Disabling optimizations in bootloader code. Why? #26
-
I didn't feel like this belonged as an issue, but it's a curiosity for me. I enabled I-Cache and D-Cache on my H7 and got significant gains in CPU bound operations. Also disabling branch prediction? That has me scratching my head. I found this in the bootloader assembly code for the multicore example - startup.s but I've seen similar code elsewhere in this repo I can't help but wonder what is the reason for doing these things? The cache I could potentially see if you don't want to tie up valuable SRAM, but what if you do? Are there any gotchas I should be aware of? And the branch prediction disabling, that just floors me. Does it break something? (I know I said I would take a break, but my curiosity got the better of me) :) mrc p15, 0, r0, c1, c0, 0 // Read System Control register (SCTLR)

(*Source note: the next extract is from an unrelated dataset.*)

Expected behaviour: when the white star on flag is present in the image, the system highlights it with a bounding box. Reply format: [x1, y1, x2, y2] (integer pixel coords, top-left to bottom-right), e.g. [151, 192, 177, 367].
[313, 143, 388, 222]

bic r0, r0, #(0x1 << 12) // Clear I bit 12 to disable I Cache
bic r0, r0, #(0x1 << 2) // Clear C bit 2 to disable D Cache
bic r0, r0, #0x1 // Clear M bit 0 to disable MMU
bic r0, r0, #(0x1 << 11) // Clear Z bit 11 to disable branch prediction |
Beta Was this translation helpful? Give feedback.
Replies: 2 comments
-
The caches and branch prediction are enabled in SystemInit(). They are just disabled in startup so we can set up the stack and other things without having to worry about flushing the cache or anything complex. Also, the cache does not use SRAM, so disabling it doesn't give you more available RAM (same as on the H7). The A7 is hardly usable with the caches off. The MMU can be used to set up regions that are non-cacheable, which you need to do for DMA transfers (or else keep the cache on and make sure to flush/invalidate at the right times) |
Beta Was this translation helpful? Give feedback.
-
Thanks. That clarifies a lot for me. Guess I made a poor assumption about how the cache works based on some lesser Espressif devices I'm more familiar with. In my first real use of the MCU I will be using 1 of the DMA controllers and 5 channels of it to drive SPI TX only lines as fast as the devices will allow (they are rated for 10Mhz according to the datasheet, but will accept up to 40MHz, and yet I've found no real improvements after 20MHz for some reason but that was on different hardware). The main challenge for me is getting LVGL divied across each core. I don't want them to collide, and I don't want a scheduler. I know, i want my cake, and I want to eat it. very demanding! |
Beta Was this translation helpful? Give feedback.
The caches and branch prediction are enabled in SystemInit().
They are just disabled in startup so we can set up the stack and other things without having to worry about flushing the cache or anything complex.
Also, the cache does not use SRAM, so disabling it doesn't give you more available RAM (same as on the H7).
The A7 is hardly usable with the caches off. The MMU can be used to set up regions that are non-cacheable, which you need to do for DMA transfers (or else keep the cache on and make sure to flush/invalidate at the right times)